I tried to use something like "_picker_changed" in my imagePlot class to detect if an event has been fired in the PickerTool, but this didn't detect event firing. So maybe I am doing something wrong...
Can anybody tell me how to get events and associated variables out of this picker tool ?
Cheers,
Andre
"But how do I know then, when the on_normal_left_down function was executed in the picker?"

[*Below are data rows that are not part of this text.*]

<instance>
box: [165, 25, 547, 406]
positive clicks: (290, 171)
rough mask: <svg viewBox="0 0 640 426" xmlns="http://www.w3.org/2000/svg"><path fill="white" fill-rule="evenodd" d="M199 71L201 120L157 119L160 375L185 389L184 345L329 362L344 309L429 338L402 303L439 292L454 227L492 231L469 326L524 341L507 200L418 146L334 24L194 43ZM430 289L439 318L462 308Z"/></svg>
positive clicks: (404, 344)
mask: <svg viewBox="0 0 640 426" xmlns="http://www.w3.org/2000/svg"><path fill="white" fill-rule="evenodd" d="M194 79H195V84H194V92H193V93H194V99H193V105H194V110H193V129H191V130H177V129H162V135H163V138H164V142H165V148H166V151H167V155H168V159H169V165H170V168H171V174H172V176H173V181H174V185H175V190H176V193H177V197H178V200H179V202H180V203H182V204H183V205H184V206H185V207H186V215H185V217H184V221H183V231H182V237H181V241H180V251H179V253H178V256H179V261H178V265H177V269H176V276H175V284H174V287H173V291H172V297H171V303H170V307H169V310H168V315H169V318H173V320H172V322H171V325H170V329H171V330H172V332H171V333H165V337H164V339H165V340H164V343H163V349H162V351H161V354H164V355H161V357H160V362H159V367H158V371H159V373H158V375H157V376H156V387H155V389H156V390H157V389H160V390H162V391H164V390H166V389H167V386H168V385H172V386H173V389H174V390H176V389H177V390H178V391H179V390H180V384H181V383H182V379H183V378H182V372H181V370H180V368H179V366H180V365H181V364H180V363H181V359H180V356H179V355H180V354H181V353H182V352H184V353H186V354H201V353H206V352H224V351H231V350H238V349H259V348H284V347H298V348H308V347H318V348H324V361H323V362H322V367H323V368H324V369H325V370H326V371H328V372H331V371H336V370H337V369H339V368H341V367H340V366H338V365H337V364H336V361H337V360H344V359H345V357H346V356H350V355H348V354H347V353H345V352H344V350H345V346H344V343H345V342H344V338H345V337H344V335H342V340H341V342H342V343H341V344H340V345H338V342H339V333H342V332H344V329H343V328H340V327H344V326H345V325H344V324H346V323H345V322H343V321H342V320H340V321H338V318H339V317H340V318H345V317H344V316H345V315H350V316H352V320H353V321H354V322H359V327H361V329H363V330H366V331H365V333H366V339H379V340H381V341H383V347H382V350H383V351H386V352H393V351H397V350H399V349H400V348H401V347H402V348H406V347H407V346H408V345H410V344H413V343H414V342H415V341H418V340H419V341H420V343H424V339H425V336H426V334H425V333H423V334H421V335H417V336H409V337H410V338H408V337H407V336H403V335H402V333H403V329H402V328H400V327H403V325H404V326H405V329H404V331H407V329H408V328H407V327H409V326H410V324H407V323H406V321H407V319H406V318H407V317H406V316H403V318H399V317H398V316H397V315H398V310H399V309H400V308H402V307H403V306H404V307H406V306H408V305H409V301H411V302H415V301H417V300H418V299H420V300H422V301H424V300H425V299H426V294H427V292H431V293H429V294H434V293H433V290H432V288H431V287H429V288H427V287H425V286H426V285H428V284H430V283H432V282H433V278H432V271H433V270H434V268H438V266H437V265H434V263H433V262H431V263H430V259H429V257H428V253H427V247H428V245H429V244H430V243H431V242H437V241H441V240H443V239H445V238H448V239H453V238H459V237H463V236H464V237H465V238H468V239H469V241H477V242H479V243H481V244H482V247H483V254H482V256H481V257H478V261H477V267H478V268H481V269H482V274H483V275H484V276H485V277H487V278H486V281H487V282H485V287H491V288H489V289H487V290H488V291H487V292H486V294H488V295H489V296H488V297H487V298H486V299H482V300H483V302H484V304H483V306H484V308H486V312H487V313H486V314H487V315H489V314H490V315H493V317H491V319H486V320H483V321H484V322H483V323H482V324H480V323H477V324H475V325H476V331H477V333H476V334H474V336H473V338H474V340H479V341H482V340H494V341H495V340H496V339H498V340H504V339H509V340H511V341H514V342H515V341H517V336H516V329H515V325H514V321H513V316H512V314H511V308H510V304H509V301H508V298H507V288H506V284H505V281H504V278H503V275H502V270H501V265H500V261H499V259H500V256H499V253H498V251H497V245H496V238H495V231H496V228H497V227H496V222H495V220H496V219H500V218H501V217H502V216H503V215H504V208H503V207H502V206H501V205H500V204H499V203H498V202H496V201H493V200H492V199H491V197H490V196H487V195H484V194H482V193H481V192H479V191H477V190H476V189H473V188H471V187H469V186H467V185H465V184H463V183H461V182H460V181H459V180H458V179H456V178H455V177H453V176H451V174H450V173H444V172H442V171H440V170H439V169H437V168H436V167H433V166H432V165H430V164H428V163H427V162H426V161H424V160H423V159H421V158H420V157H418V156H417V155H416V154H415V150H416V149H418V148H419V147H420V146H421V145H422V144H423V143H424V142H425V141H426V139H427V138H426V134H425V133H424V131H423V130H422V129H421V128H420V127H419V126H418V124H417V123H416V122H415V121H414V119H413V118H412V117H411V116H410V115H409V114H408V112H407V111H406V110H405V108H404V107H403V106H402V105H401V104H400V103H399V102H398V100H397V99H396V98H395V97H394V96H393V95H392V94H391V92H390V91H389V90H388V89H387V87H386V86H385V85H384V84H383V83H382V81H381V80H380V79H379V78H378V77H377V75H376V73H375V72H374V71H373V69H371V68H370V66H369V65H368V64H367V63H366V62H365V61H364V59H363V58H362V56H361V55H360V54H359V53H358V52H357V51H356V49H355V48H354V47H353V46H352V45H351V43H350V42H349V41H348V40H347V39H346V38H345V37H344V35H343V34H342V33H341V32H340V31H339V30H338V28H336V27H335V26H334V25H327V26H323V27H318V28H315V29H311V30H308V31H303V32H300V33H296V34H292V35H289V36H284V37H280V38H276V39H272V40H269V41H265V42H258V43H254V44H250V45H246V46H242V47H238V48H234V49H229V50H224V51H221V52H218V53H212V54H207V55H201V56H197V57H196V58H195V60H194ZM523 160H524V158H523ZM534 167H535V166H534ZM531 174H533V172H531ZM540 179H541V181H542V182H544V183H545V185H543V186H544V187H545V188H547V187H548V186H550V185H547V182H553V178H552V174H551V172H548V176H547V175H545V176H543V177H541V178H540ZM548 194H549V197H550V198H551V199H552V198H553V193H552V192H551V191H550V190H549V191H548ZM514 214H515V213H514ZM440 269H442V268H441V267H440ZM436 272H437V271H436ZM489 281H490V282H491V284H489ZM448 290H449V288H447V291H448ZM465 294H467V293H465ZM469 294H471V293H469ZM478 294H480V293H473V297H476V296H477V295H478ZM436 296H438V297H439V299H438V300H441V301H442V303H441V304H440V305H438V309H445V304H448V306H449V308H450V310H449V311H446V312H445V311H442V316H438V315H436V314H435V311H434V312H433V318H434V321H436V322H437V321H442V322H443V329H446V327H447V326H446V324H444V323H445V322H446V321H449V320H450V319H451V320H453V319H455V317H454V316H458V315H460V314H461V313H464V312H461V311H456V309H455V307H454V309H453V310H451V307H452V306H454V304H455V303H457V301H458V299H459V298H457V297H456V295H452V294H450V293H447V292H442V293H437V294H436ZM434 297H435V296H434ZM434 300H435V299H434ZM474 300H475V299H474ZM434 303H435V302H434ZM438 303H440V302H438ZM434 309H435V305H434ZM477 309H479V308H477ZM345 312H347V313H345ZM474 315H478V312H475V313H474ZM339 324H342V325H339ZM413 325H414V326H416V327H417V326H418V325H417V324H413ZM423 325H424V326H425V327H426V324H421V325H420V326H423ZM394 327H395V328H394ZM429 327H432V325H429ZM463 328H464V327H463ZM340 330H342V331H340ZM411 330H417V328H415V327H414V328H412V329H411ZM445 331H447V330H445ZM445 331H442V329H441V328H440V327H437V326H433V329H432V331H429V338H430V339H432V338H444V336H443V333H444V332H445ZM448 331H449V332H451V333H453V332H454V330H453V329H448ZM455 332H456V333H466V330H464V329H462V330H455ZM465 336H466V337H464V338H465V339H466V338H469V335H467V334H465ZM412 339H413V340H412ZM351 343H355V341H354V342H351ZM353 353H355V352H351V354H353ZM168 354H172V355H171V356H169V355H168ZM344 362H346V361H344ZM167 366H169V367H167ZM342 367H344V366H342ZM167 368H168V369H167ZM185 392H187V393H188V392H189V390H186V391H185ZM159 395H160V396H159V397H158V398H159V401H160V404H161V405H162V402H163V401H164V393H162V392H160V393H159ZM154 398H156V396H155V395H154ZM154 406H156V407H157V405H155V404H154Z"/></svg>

There are several ways you could probably do this, but one way would be to simply do exactly what you are asking and fire an event that you define explicitly.
for instance:
from traits.api import Event
class PickerTool(BaseTool):
last_coords = SomeTrait
i_fired = Event
def normal_left_down(self,event):
# do whatever necessary processing
self.last_coords = do_some_stuff(event.some_attribute)
# now notify your parent
self.i_fired = True
and then listen to plot.picker.i_fired from wherever you want to display, and look in plot.picker.last_coords for the saved state.
Another thing you can do that may be simpler if what you want to do with these coordinates is very straightforward, is just pass on intialization the data structures the picker needs to interact with (or get them with a chain of calls to self.parent) and do your work directly inside the picker.